„Junge mit schwarzem Hahn“ von Stefanie vor Schulte ist eine der ungewöhnlichsten Geschichte dieses Jahres und mit Sicherheit eine Geschichte, die berühren kann. Gleichzeitig ist es eine Geschichte, zu der ich mir den Zugang ein wenig erarbeiten musste. Denn eines war diese Geschichte nicht, einfach.
„Junge mit schwarzem Hahn“ von Stefanie vor Schulte: Eine Geschichte über das Fortgehen und Ankommen
Zu behaupten, „Junge mit schwarzem Hahn“ von Stefanie vor Schulte wäre eine Erzählung über das Fortgehen und das Ankommen, wäre vermutlich erheblich zu kurz gegriffen. Denn tatsächlich handelt diese Geschichte von mehr als Aufbruch und Rückkehr.
Es geht um Trauer, Wachstum, Liebe, Hass und Betrug und, obwohl es um die großen Gefühle geht, ist es keine Geschichte, wie jede andere.
Es ist die Geschichte eines elfjährigen Jungen, der Martin heißt, und seine Familie einst gewaltsam verlor. Das einzige, was ihm blieb, ist die Garderobe, die er trägt, und ein schwarzer Hahn, der ihm Freund und Beschützer in einem ist.
Seit dem Tod seiner Familie haben die anderen Bewohner seines Heimatorts Angst vor Martin, beziehungsweise, vor dem Jungen, der so ganz anders ist, als sie selbst. Er ist freundlich zu allen, herzlich gar, und klug.
Die Menschen in seinem Dorf betrachten ihn als Bedrohung. Und so nutzt Martin eine sich bietende Gelegenheit und verlässt an der Seite eines reisenden Malers den Ort. Er bricht in eine ihm unbekannte Welt auf, die jedoch zahlreiche Gefahren birgt.
„Junge mit schwarzem Hahn“ von Stefanie vor Schulte: mehr als nur schwarz-weiß?

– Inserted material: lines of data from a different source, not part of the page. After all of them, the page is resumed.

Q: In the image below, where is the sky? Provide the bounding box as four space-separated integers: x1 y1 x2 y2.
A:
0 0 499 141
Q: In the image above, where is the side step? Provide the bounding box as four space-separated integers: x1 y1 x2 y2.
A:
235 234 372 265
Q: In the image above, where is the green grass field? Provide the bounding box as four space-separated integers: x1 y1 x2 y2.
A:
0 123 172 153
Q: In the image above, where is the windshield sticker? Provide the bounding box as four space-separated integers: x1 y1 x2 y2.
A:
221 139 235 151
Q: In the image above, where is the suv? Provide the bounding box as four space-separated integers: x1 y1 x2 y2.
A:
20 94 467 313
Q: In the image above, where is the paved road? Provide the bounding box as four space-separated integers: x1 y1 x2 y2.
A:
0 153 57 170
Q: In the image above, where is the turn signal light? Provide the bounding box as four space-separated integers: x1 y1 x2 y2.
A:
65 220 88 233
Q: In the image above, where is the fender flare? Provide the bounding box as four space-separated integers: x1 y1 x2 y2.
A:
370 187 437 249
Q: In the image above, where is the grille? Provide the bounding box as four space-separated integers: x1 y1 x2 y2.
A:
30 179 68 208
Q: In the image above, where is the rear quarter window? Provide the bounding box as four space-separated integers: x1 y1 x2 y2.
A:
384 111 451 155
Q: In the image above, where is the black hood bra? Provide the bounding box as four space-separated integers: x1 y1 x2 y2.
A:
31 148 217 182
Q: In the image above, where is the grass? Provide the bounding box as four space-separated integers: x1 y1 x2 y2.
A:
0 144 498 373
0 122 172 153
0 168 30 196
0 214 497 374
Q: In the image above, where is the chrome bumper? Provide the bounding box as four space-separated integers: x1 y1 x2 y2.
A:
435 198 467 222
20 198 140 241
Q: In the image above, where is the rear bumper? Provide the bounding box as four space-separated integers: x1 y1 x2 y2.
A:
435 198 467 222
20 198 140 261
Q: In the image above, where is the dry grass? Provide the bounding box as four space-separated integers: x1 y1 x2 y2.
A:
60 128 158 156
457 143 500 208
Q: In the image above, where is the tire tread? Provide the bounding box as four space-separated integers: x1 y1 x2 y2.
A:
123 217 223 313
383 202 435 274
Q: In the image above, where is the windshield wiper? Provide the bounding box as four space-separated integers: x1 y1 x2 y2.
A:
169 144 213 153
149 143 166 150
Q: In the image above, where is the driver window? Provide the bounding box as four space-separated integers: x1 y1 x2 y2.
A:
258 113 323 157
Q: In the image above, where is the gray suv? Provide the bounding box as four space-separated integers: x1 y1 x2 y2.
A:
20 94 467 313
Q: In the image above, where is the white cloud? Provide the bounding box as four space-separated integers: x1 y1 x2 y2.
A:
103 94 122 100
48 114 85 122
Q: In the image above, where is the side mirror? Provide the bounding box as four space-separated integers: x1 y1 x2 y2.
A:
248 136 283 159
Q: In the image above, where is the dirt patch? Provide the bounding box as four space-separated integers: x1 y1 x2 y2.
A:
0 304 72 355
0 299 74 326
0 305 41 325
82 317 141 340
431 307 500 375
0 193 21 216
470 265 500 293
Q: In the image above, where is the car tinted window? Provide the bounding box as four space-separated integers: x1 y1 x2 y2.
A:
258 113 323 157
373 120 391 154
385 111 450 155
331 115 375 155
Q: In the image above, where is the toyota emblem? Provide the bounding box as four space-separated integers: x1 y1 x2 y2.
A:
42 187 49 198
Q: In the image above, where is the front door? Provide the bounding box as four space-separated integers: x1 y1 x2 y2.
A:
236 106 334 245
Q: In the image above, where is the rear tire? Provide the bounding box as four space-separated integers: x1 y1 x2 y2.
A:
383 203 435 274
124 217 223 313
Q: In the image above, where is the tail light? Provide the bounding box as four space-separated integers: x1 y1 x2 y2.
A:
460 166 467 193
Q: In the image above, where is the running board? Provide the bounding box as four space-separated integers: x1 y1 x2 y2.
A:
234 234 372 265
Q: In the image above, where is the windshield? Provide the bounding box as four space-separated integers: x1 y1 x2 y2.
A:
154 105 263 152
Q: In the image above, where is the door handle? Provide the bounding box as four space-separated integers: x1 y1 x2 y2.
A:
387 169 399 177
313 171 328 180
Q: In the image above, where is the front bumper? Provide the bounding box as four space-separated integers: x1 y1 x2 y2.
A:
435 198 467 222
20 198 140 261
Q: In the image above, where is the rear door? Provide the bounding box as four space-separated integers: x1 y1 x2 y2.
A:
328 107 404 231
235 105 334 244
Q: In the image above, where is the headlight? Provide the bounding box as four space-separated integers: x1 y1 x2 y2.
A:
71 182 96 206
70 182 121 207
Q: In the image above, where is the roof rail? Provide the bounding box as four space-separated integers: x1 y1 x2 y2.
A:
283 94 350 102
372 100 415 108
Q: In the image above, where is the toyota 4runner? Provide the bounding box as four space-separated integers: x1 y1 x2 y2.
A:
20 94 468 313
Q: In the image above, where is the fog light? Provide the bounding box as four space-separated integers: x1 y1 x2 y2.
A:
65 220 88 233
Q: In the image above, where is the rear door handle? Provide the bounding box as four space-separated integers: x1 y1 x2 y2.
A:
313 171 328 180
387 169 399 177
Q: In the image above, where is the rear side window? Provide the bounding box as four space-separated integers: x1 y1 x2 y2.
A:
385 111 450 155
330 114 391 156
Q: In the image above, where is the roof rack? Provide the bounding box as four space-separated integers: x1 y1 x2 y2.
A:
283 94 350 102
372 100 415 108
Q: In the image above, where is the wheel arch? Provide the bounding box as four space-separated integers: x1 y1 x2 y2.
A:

Bereits beim ersten Hören der Geschichte fällt auf, dass es in dieser Geschichte vergleichsweise wenige Figuren gibt, die man nicht eindeutig in gut oder böse unterteilen kann. Viel eher scheint es so als hätte die Autorin eine Liste gemacht und so jeder einzelnen Figur ihren eindeutigen Charakter zugewiesen.
Für mich als Hörerin dieses Hörbuchs stellt sich die Frage, ob es sinnvoll ist, die Welt, in der sich diese Geschichte ereignet, tatsächlich in Gut und Böse einzuteilen. In unserer realen Welt wäre diese Einordnung der Charaktere wohl nicht derart einfach möglich.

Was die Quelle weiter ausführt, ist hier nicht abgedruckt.